Sangat disayangkan nyawa anak muda sebagai generasi penerus bangsa hilang tercabut sesama pelajar sendiri. Sulit bagi kita membayangkan bagaimana perasaan kesedihan orangtua yang membayangkan anaknya mati di jalanan di karenakan tawuran. Lebih sedih lagi jika di ketahui bahwa anaknya yang mati itu bukan pelaku tawuran, tetapi hanya jadi korban. Betul bahwa keluarga memegang peranan penting dalam pergaulan anak. Pembacok Alwy, misalnya, berasal dari keluarga yang kurang harmonis. Pihak sekolah, orangtua, masyarakat dan pemerintah, sangat berperan penting dalam mencegah aksiaksi tawuran antara pelajar.

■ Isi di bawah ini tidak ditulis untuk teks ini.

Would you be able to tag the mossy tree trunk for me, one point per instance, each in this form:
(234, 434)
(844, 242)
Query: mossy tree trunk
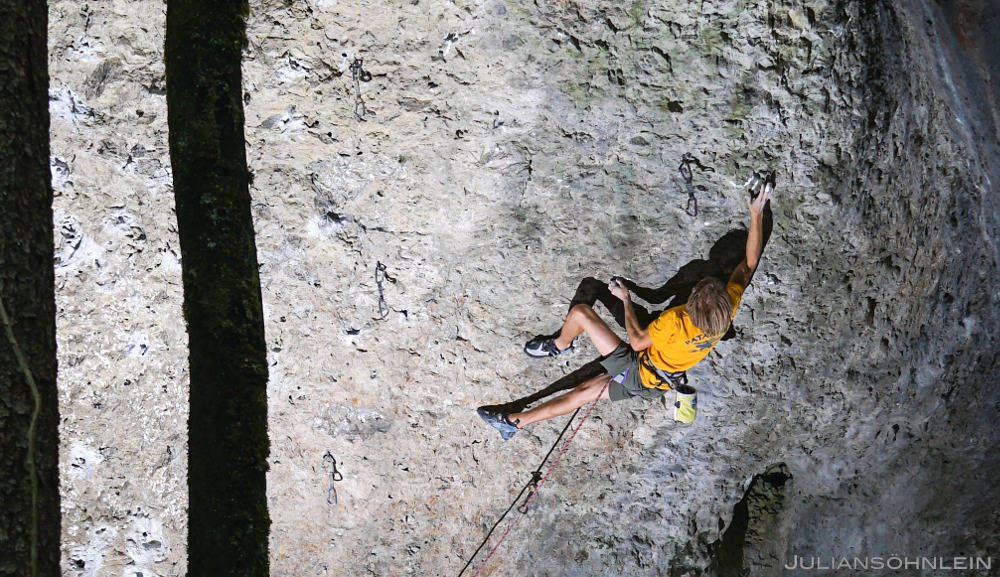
(29, 409)
(228, 518)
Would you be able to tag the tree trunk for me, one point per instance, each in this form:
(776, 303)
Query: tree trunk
(29, 404)
(228, 518)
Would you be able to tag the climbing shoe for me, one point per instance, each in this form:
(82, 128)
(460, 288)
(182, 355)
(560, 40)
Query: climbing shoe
(540, 347)
(499, 421)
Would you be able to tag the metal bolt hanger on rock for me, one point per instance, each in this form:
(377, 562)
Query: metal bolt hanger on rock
(359, 75)
(685, 171)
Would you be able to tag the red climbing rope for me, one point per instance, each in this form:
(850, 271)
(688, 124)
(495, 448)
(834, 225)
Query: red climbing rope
(521, 510)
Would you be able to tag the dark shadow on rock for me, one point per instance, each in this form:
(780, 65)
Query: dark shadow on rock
(723, 258)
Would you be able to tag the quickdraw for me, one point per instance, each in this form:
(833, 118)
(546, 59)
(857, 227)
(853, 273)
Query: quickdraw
(359, 75)
(335, 476)
(686, 174)
(380, 277)
(685, 170)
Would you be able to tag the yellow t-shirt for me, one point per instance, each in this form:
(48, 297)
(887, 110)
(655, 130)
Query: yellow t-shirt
(678, 345)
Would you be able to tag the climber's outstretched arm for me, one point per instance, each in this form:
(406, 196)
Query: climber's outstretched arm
(755, 239)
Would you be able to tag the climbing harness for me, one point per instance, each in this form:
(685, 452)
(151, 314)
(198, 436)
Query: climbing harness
(532, 487)
(380, 277)
(335, 476)
(359, 75)
(672, 380)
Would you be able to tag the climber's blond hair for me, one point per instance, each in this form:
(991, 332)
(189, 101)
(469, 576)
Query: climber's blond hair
(710, 306)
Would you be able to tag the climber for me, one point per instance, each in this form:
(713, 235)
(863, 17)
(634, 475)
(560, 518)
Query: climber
(655, 358)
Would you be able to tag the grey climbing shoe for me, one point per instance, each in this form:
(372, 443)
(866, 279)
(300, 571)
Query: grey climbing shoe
(499, 421)
(541, 347)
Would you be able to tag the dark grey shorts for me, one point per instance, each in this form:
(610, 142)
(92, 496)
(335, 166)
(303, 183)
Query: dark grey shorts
(623, 366)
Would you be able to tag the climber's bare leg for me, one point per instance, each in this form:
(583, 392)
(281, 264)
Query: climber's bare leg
(582, 318)
(584, 393)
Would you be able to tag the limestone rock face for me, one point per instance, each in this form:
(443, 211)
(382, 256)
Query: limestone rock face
(509, 151)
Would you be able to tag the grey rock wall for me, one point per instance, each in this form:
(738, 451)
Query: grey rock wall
(511, 150)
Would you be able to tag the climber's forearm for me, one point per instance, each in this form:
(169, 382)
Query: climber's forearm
(638, 337)
(755, 240)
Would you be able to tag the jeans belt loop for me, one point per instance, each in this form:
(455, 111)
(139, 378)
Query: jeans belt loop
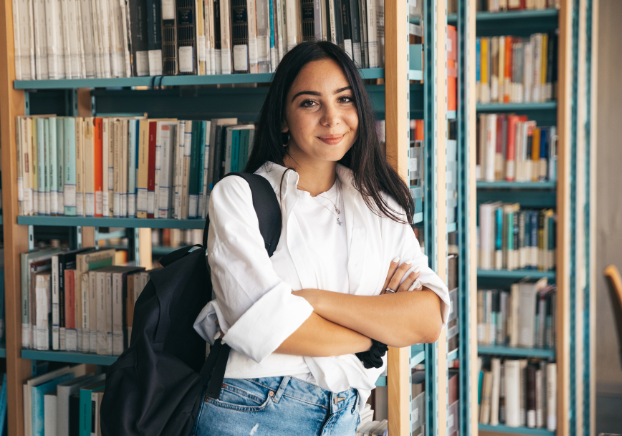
(281, 389)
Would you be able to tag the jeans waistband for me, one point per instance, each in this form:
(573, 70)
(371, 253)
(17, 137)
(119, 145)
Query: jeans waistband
(307, 392)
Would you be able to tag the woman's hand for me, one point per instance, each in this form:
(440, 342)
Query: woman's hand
(396, 274)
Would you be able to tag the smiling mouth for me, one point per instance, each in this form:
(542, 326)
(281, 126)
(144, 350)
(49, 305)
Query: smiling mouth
(332, 140)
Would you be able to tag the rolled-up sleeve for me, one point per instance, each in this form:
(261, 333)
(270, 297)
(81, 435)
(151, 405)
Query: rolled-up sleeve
(410, 249)
(255, 308)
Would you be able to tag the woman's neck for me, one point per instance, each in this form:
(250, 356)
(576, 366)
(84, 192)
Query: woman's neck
(314, 177)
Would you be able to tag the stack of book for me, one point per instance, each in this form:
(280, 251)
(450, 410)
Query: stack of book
(513, 238)
(125, 167)
(518, 393)
(101, 39)
(78, 300)
(511, 69)
(63, 402)
(525, 316)
(513, 148)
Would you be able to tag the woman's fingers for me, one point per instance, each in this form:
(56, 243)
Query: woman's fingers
(400, 272)
(392, 268)
(409, 281)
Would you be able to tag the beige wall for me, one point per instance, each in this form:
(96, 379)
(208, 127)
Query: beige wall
(608, 187)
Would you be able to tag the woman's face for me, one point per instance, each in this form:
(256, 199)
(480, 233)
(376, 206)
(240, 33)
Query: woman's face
(320, 114)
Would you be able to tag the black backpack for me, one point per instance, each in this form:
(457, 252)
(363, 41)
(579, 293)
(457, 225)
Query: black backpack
(154, 388)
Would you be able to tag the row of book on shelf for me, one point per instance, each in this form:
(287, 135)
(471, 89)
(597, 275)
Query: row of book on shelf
(525, 316)
(513, 148)
(101, 39)
(125, 167)
(78, 300)
(511, 5)
(513, 238)
(512, 69)
(517, 392)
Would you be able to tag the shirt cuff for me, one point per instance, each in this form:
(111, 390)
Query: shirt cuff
(268, 322)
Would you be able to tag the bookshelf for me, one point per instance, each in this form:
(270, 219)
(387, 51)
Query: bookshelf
(569, 195)
(395, 100)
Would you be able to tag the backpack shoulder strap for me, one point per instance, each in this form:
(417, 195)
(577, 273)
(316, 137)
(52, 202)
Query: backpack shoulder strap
(267, 208)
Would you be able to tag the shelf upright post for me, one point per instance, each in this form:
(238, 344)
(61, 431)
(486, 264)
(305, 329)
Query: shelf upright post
(589, 410)
(397, 140)
(467, 255)
(564, 192)
(15, 237)
(435, 213)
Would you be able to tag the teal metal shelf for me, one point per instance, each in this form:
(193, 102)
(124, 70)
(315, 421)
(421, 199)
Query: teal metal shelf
(69, 357)
(514, 274)
(452, 355)
(516, 430)
(124, 82)
(111, 222)
(549, 184)
(509, 107)
(515, 352)
(509, 15)
(161, 251)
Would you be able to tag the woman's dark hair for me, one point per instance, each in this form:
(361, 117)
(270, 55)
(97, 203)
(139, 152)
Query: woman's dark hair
(372, 173)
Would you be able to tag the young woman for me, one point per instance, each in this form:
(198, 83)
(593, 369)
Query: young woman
(300, 322)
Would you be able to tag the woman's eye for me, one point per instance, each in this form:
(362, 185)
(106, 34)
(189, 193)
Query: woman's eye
(308, 103)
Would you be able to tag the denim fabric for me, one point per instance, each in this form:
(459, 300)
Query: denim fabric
(277, 406)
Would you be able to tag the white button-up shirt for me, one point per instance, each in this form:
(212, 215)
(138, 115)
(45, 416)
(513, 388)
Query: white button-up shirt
(253, 302)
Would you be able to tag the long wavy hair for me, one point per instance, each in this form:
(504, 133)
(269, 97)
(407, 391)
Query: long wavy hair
(372, 173)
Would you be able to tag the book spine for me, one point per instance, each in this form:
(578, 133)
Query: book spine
(154, 37)
(139, 37)
(133, 145)
(151, 169)
(239, 35)
(169, 37)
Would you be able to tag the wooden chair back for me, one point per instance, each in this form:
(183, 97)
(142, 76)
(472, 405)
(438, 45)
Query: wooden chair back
(615, 291)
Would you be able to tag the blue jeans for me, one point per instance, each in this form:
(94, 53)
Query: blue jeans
(277, 406)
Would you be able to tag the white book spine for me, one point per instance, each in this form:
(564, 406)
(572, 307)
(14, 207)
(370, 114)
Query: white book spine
(84, 322)
(40, 31)
(55, 305)
(225, 40)
(102, 345)
(117, 314)
(92, 308)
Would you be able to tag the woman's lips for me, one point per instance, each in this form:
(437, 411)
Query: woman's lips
(332, 139)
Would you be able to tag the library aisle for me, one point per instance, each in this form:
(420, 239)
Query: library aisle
(115, 124)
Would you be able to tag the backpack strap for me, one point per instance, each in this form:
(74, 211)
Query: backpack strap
(267, 208)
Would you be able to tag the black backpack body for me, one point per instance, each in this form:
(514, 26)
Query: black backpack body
(155, 387)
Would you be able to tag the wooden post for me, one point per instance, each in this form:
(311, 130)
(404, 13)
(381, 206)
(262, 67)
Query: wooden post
(15, 237)
(564, 117)
(397, 127)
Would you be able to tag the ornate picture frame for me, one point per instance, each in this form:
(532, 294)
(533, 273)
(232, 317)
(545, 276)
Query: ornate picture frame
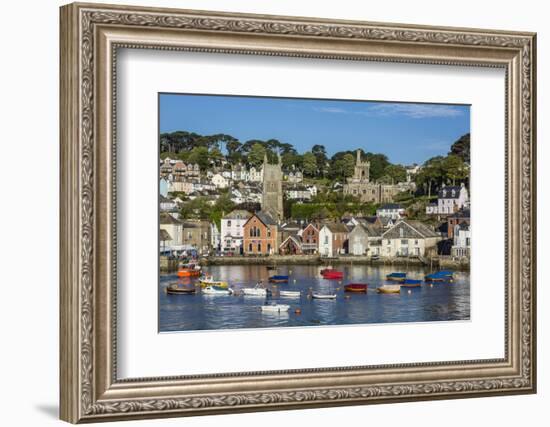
(90, 37)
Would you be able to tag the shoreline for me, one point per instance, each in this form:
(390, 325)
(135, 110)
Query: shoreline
(274, 260)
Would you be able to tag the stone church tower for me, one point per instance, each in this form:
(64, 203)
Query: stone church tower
(272, 193)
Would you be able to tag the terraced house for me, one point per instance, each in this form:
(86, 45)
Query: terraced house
(260, 235)
(409, 239)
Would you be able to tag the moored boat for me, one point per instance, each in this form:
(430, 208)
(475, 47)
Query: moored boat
(256, 291)
(410, 283)
(356, 287)
(440, 276)
(333, 274)
(389, 289)
(208, 281)
(214, 290)
(323, 296)
(176, 289)
(278, 279)
(275, 308)
(290, 294)
(396, 277)
(188, 272)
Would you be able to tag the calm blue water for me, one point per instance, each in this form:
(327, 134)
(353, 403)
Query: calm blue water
(439, 302)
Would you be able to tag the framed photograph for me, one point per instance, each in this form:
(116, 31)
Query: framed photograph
(265, 213)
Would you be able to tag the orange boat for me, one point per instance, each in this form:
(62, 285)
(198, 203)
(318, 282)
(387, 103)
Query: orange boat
(188, 272)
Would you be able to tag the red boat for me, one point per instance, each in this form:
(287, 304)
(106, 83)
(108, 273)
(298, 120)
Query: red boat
(333, 274)
(356, 287)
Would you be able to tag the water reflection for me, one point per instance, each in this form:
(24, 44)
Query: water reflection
(438, 302)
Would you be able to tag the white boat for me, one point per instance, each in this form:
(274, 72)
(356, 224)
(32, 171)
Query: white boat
(277, 308)
(323, 296)
(213, 290)
(290, 294)
(256, 292)
(389, 289)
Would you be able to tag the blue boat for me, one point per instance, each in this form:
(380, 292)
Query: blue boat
(278, 279)
(396, 277)
(440, 276)
(410, 283)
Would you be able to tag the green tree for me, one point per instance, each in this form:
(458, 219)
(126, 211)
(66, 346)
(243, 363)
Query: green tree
(256, 155)
(201, 156)
(309, 164)
(397, 173)
(461, 148)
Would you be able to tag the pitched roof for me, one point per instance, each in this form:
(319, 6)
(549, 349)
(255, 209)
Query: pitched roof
(390, 206)
(447, 192)
(238, 214)
(266, 218)
(166, 218)
(337, 227)
(164, 235)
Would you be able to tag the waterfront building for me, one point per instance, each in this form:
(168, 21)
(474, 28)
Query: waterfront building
(261, 235)
(219, 181)
(333, 238)
(409, 238)
(173, 228)
(462, 240)
(196, 235)
(390, 210)
(232, 231)
(450, 199)
(163, 187)
(459, 217)
(292, 245)
(166, 204)
(310, 239)
(215, 237)
(272, 192)
(359, 185)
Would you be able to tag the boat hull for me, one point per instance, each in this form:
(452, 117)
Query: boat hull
(177, 290)
(356, 287)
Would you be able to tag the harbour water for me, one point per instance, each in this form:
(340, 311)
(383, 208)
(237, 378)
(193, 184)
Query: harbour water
(436, 302)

Dari kejadian ini, pemerintah juga harus menegakkan disiplin sekolah yang terbukti melakukan aksi tawuran harus diganti dan kepala sekolahnya dicopot. Guru-guru yang tidak peduli kepada muridnya harus dievaluasi. Begitu juga hendaknya kepala dinas yang tidak mampu mengkap sinyal-sinyal tawuran harus dimutasikan. Inilah sebagian kecil potret pendidikan kita, kekerasan sepertinya bagian dari tingkah-laku kekerasan para pelajar di negeri ini. Seiring dengan itu, setidaknya menurut hemat saya, pendidikan tasawuf dan intes komunikasi dengan orangtua harus disisipkan di sekolah.
Pendidikan Tasawuf
Setidaknya argumen ini terbukti ketika kita melihat kejayaan luar biasa di Baghdad pada tahun 1058-1157 M ketika itu kita melihat kajayaan Madrasah Nizhamiyah dari Dinasti Saljuq yang melahirkan tokoh-tokoh yang dikenang dalam ukiran sejarah seperti Imam al Haramain Al Juwainy (pengagas konsep al-Mashlahan dalam kajian Ushul fiqih), Imam al-Baqillani (perumus dalam teologi tauhid al-Asyari dalam kajian dua puluh sifat yang wajib bagi Allah SWT). Imam al-Ghazali selain ahli di bidang filsafat, juga ahli dalam kajian tasawuf, tidak lupa juga di Madrasah Nizhamiyah, Umar Khayyam dan Abdurrahman, keduanya lebih dikenal ahli astronomin dan matematika (Abd Mukti, Kontruksi Pendidikan dalam Kajian Islam Belajar dari Kejayaan Madrsah Nizamiyah Dinasti Saljuq. Bandung: Cipta Pustaka, 2007).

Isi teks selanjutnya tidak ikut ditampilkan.